Determination (decision)
- In accordance with paragraph 52 of the Scheme, there was no maladministration in the landlord’s communication about car park provision.
- In accordance with paragraph 52 of the Scheme there was maladministration in the landlord’s handling of the boiler repairs.
- In accordance with paragraph 53(b) of the Scheme there was reasonable redress offered in respect of the landlord’s complaint handling.
Orders and recommendations
Orders
- Within 5 weeks of the date of this report the landlord must:
- Apologise to the resident in writing for the failings in this case.
- Contact the resident to confirm the vulnerabilities within the household and ensure that it updates its databases accordingly.
- Pay the resident compensation of £360 comprising:
- £200 to reflect the time, trouble, distress, and inconvenience caused by its handling of the boiler repairs.
- £160 for loss of amenity, in accordance with its compensation policy.
Recommendations
- The landlord should pay the resident the £50 compensation previously offered if it has not already done so.

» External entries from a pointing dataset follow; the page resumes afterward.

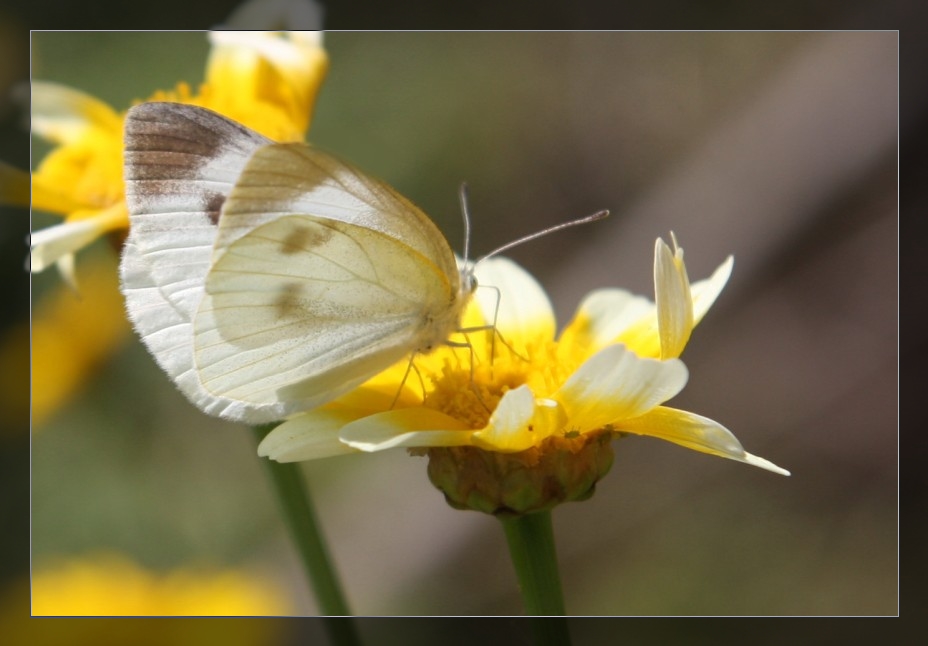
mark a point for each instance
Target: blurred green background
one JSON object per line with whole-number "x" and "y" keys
{"x": 780, "y": 148}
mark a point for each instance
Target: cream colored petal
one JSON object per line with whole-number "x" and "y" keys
{"x": 51, "y": 244}
{"x": 706, "y": 291}
{"x": 674, "y": 302}
{"x": 408, "y": 427}
{"x": 64, "y": 115}
{"x": 512, "y": 427}
{"x": 694, "y": 432}
{"x": 310, "y": 436}
{"x": 509, "y": 296}
{"x": 602, "y": 316}
{"x": 615, "y": 384}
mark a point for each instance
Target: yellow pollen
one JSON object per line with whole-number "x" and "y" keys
{"x": 472, "y": 394}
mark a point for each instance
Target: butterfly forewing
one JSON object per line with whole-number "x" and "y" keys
{"x": 295, "y": 178}
{"x": 304, "y": 308}
{"x": 180, "y": 166}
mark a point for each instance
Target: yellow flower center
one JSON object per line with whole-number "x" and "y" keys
{"x": 470, "y": 384}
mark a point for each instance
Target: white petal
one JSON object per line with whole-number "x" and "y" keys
{"x": 706, "y": 291}
{"x": 409, "y": 427}
{"x": 509, "y": 296}
{"x": 510, "y": 427}
{"x": 307, "y": 437}
{"x": 694, "y": 432}
{"x": 603, "y": 315}
{"x": 615, "y": 384}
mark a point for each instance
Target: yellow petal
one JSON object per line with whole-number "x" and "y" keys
{"x": 64, "y": 115}
{"x": 409, "y": 427}
{"x": 14, "y": 185}
{"x": 674, "y": 302}
{"x": 694, "y": 432}
{"x": 615, "y": 384}
{"x": 53, "y": 243}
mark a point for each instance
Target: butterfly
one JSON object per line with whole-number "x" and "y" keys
{"x": 268, "y": 278}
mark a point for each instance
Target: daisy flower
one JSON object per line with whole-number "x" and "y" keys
{"x": 519, "y": 419}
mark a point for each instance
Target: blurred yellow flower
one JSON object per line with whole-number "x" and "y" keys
{"x": 111, "y": 584}
{"x": 519, "y": 406}
{"x": 268, "y": 81}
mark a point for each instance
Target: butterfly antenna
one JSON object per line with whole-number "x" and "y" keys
{"x": 465, "y": 213}
{"x": 557, "y": 227}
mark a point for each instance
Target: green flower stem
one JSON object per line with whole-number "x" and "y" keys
{"x": 531, "y": 547}
{"x": 300, "y": 516}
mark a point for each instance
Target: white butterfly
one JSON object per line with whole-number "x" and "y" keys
{"x": 270, "y": 278}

- The landlord should investigate all parking options available to residents in the block and update its databases accordingly. It should also pass this information to the resident to ensure that she has explored all parking options.
- The landlord should ensure that all future advertisements for the properties within the block clearly state that parking is not provided. It should also consider changing its sign-up paperwork to ensure that officers are prompted to explain parking options at future sign-ups.
43. The landlord should provide an update in writing to the resident regarding the status of her request for a disabled parking bay.